For a typical 50 kW commercial solar system accredited in 2011, residual FiT payments through to 2031 could exceed £100,000 in cumulative income. Well worth keeping the paperwork in order.

Practical checks for inherited installations

If you’ve taken over a site with an existing solar or wind installation, a few checks pay off:

  • Confirm FiT registration. The previous owner should have FiT documentation showing the accreditation date, system size, and contracted tariffs. If not, your current supplier can confirm whether the site has an active FiT account.
  • Check the FiT Licensee. The supplier paying the FiT may not be the same as your retail electricity supplier. Sometimes there are two separate accounts.
  • Read the generation meter. Annual reads are usually required. If they haven’t been taken since the previous owner left, catching up is a phone call.
  • Update ownership details. A change of tenancy requires Ofgem to be notified to transfer the FiT registration.
  • Don’t confuse FiT with the Renewables Obligation. RO supports large-scale generation and is a different scheme.
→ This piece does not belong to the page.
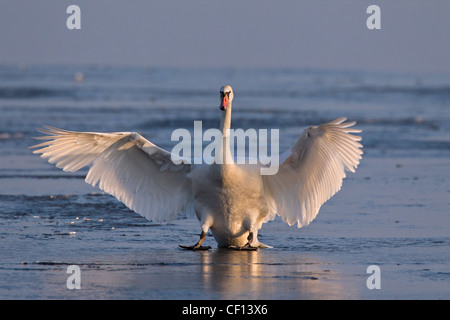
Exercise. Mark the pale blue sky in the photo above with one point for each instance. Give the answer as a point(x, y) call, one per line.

If anything looks unclear, your supplier’s FiT team is the first point of contact. The Energy Ombudsman can step in for unresolved FiT disputes that have stalled.

Frequently asked questions

What is the Feed-in Tariff?

The Feed-in Tariff was a UK government scheme administered by Ofgem that paid owners of small-scale renewable electricity generators for the electricity they produced and exported between April 2010 and March 2019.
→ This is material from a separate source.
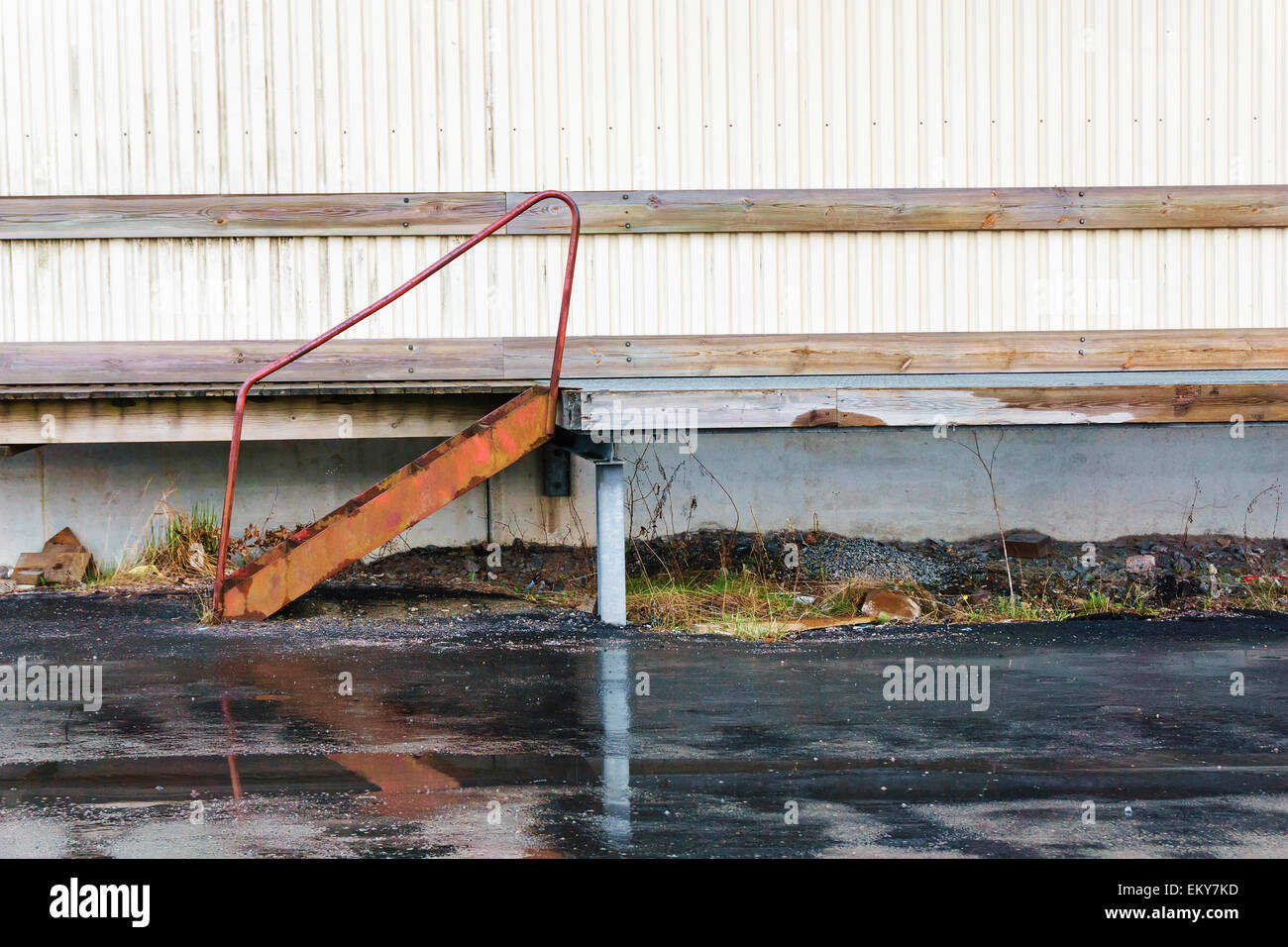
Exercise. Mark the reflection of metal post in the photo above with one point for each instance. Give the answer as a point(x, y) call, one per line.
point(614, 707)
point(610, 540)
Is the Feed-in Tariff still open?

No. The FiT closed to new applicants on 31 March 2019. Installations accredited before that date keep their payments for the contracted 20 to 25 year term. New installations now fall under the Smart Export Guarantee instead.

How long do FiT payments last?

20 years for solar PV installations under 50 kW. 25 years for larger solar and most other technologies including wind, hydro, and anaerobic digestion. The clock starts from the accreditation date.
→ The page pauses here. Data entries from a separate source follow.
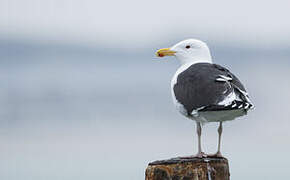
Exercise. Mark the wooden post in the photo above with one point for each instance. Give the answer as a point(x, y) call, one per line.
point(188, 168)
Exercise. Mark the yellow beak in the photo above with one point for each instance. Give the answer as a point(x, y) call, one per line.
point(165, 52)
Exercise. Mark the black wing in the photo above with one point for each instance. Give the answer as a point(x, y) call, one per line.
point(203, 86)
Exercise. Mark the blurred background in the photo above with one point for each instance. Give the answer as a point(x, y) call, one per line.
point(83, 97)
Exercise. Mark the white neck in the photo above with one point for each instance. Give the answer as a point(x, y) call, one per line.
point(184, 61)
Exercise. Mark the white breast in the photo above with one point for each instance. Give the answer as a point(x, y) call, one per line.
point(177, 104)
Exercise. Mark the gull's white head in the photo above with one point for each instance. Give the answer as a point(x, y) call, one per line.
point(188, 51)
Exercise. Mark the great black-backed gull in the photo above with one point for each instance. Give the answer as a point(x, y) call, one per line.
point(203, 91)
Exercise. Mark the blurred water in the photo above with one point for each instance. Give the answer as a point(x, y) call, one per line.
point(77, 112)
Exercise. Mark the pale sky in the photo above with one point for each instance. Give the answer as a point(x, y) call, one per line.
point(131, 22)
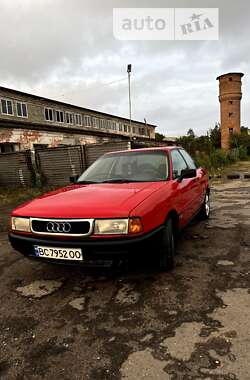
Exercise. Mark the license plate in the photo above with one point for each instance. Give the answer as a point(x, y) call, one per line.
point(58, 253)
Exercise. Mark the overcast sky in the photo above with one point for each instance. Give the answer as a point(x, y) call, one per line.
point(65, 50)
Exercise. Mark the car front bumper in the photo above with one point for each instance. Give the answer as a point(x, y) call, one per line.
point(93, 250)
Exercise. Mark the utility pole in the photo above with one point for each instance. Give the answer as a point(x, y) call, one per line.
point(129, 67)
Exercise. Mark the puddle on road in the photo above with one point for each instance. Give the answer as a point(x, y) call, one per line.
point(39, 288)
point(142, 365)
point(127, 295)
point(188, 333)
point(78, 303)
point(234, 333)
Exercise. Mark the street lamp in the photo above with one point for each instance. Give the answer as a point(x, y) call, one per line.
point(129, 68)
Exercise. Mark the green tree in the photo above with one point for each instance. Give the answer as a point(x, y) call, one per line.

What replaced the Feed-in Tariff?

The Smart Export Guarantee, which started on 1 January 2020. SEG only pays for electricity exported to the grid, not for total generation, and rates are typically lower than late-period FiT rates.

How were FiT payments structured?

Two separate tariffs. A generation tariff paid for every kWh produced, and an export tariff paid for kWh exported. For most small systems, export was deemed at 50% of generation rather than metered.

Do FiT payments increase with inflation?

Yes. Rates are linked to the Retail Prices Index (RPI) and increase each April for the lifetime of the contract. An installation accredited in 2011 has seen its headline rate rise substantially through annual RPI uplift.

Can I still get FiT for a new solar installation?

No. The scheme is closed to new applicants. New solar installations should pursue Smart Export Guarantee tariffs and structure the economic case around offsetting your own consumption.

What happens to FiT if I sell or move premises?

The FiT contract follows the property, not the original owner. A change of tenancy requires paperwork to transfer the registration to the new occupier. Until that is filed, payments may pause.

Can I switch my FiT Licensee?

Yes. You can switch your FiT Licensee in the same way you switch electricity supplier. The new supplier inherits the contracted FiT terms; only the administrator changes.

Are FiT payments taxable?

For domestic installations, no. For commercial installations, FiT income is treated as taxable income and should be declared in your business accounts.

How does FiT differ from the Renewables Obligation?

FiT supported small-scale generation up to 5 MW. The Renewables Obligation supported large-scale renewable generation, typically utility-scale. Both schemes are closed to new applicants now.

How do I check if my site has an active FiT?

Your electricity supplier should be able to confirm whether the site has an active FiT account. The previous owner should also have FiT accreditation paperwork from when the installation went live.